研究によると、中国は2000年以降、アルゼンチンやパキスタン、モンゴル、トルコなど22カ国に対し、少なくとも2400億ドルの「救済融資」を行った。その4分の3以上にあたる1850億ドルが2016年~2021年に集中しており、同時期に国際通貨基金(IMF)が支出した1440億ドル(約6500億ドルのコロナ対策特別支援は含まない)を上回っている。途上国への融資の主な財源となっている中国中央銀行の準備金の額は3兆3000億ドル相当とされている。
これについて、米メディア「ブルームバーグ」は次のように伝えている。
「中国はこの一世代の間に、発展途上国に対する世界最大の『貸し手』となった。これは中国によるビジネスや影響力の推進の一環であり、20世紀に米国が経済力を拡大したのと重なる。
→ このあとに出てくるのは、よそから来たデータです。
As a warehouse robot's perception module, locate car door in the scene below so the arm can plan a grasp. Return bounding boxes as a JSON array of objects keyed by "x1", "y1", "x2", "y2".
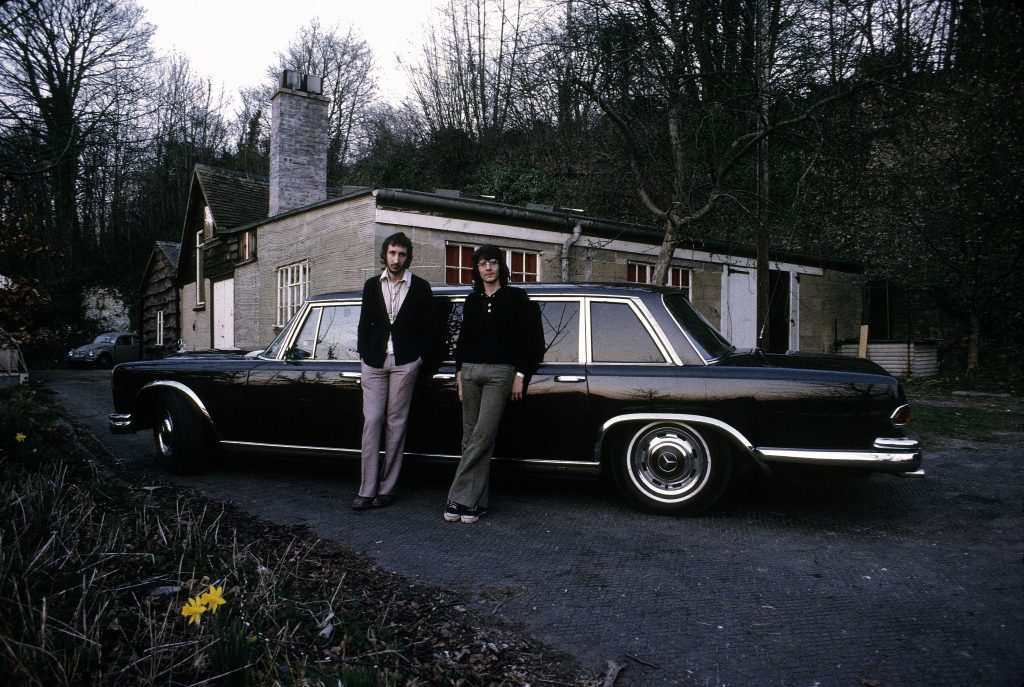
[
  {"x1": 495, "y1": 296, "x2": 596, "y2": 463},
  {"x1": 406, "y1": 296, "x2": 464, "y2": 457},
  {"x1": 248, "y1": 300, "x2": 362, "y2": 452},
  {"x1": 587, "y1": 297, "x2": 679, "y2": 426}
]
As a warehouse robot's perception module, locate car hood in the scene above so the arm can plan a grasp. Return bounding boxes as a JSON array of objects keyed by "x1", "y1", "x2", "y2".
[
  {"x1": 715, "y1": 348, "x2": 891, "y2": 377},
  {"x1": 72, "y1": 344, "x2": 112, "y2": 353}
]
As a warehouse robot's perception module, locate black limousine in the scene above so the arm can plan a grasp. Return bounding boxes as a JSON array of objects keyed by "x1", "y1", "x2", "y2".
[{"x1": 111, "y1": 284, "x2": 924, "y2": 514}]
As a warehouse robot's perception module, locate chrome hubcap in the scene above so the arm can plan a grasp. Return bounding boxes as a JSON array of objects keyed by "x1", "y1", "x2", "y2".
[
  {"x1": 628, "y1": 424, "x2": 711, "y2": 503},
  {"x1": 157, "y1": 413, "x2": 174, "y2": 457}
]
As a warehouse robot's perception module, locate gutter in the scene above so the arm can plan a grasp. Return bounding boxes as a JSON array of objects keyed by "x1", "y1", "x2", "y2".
[{"x1": 562, "y1": 222, "x2": 583, "y2": 284}]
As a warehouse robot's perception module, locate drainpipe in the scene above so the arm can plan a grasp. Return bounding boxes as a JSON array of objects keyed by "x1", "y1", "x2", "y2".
[{"x1": 562, "y1": 222, "x2": 583, "y2": 284}]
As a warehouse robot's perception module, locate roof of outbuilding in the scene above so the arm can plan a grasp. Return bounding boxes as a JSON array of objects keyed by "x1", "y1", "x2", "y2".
[
  {"x1": 196, "y1": 165, "x2": 270, "y2": 229},
  {"x1": 157, "y1": 241, "x2": 181, "y2": 267}
]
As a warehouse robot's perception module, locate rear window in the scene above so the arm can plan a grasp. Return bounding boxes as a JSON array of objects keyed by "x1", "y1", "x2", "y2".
[{"x1": 665, "y1": 294, "x2": 734, "y2": 360}]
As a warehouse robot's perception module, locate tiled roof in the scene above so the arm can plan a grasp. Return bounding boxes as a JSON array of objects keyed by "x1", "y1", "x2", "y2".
[
  {"x1": 196, "y1": 165, "x2": 270, "y2": 229},
  {"x1": 157, "y1": 241, "x2": 181, "y2": 268}
]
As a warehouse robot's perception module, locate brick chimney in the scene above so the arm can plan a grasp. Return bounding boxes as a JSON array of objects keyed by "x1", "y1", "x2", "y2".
[{"x1": 269, "y1": 70, "x2": 328, "y2": 217}]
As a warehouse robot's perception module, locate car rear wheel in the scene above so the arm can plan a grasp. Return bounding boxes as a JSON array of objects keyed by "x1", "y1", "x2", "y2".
[
  {"x1": 614, "y1": 422, "x2": 732, "y2": 515},
  {"x1": 153, "y1": 392, "x2": 207, "y2": 474}
]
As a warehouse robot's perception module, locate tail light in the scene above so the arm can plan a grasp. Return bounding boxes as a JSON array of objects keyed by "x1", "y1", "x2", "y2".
[{"x1": 889, "y1": 403, "x2": 911, "y2": 427}]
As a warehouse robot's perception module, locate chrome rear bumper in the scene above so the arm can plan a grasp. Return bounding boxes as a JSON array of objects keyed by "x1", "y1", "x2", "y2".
[
  {"x1": 754, "y1": 437, "x2": 925, "y2": 476},
  {"x1": 110, "y1": 413, "x2": 135, "y2": 434}
]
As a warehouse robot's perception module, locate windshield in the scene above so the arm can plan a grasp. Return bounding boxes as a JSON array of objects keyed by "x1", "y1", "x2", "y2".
[
  {"x1": 260, "y1": 308, "x2": 302, "y2": 357},
  {"x1": 665, "y1": 294, "x2": 734, "y2": 360}
]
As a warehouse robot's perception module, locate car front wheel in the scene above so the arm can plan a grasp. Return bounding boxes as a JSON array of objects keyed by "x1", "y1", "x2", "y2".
[
  {"x1": 614, "y1": 422, "x2": 732, "y2": 515},
  {"x1": 153, "y1": 392, "x2": 206, "y2": 474}
]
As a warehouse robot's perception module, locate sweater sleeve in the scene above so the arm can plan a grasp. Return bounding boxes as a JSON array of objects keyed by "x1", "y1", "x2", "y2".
[{"x1": 516, "y1": 291, "x2": 544, "y2": 377}]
今、次の章が始まろうとしている。債務問題に直面する貧困国が増えるなか、中国は中央銀行が持つ巨額の資金を利用して、これまで融資をしてきた国を救済する緊急支援ファンドとしての地位を確立しようとしている」
研究では国際金融システムにおける中国の役割が拡大しており、海外への融資も指数関数的に増加しているとしている。現時点では米国やIMFに匹敵するものとはいえないとする一方、金融・貨幣システムをめぐる米中競争は激しさを増していると指摘。これにより「世界の金融システムがより多極化し、 制度化されていない透明性の低いものになりつつある」と警鐘を鳴らしている。